Ce scandale pourrait accélérer les appels à une réglementation plus stricte des logiciels espions. En Europe, où la protection des données est une priorité, des voix s’élèvent pour limiter l’usage de ces technologies. Le Règlement Général sur la Protection des Données (RGPD) offre un cadre, mais il ne couvre pas pleinement les abus liés à la surveillance étatique.
Certains experts suggèrent la création d’un organisme international pour superviser l’industrie des spywares. Une telle initiative pourrait imposer des normes éthiques et des audits réguliers pour s’assurer que ces outils ne sont pas utilisés à des fins illégales.
Que Nous Réserve l’Avenir ?
L’affaire Paragon en Italie n’est que la pointe de l’iceberg. Alors que les technologies de surveillance deviennent de plus en plus sophistiquées, les risques pour la vie privée croissent de manière exponentielle. Les gouvernements, les entreprises technologiques et les citoyens doivent trouver un équilibre entre sécurité et libertés individuelles.

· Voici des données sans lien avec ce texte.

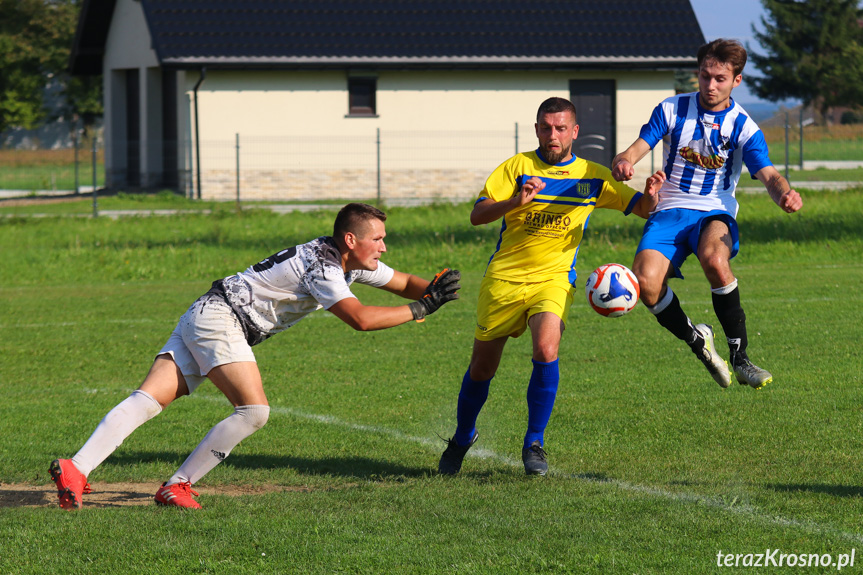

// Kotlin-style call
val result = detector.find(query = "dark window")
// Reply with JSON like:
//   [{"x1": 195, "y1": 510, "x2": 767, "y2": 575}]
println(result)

Pour Francesco Cancellato et les autres victimes potentielles, la vérité reste floue. Qui les a espionnés ? Et pourquoi ? Tant que ces questions resteront sans réponse, la méfiance envers les technologies de surveillance ne fera que croître.
Ce scandale rappelle une vérité fondamentale : dans l’ère numérique, personne n’est à l’abri. La prochaine fois que votre téléphone vibre, qui sait si ce n’est pas une notification vous alertant que vous êtes surveillé ?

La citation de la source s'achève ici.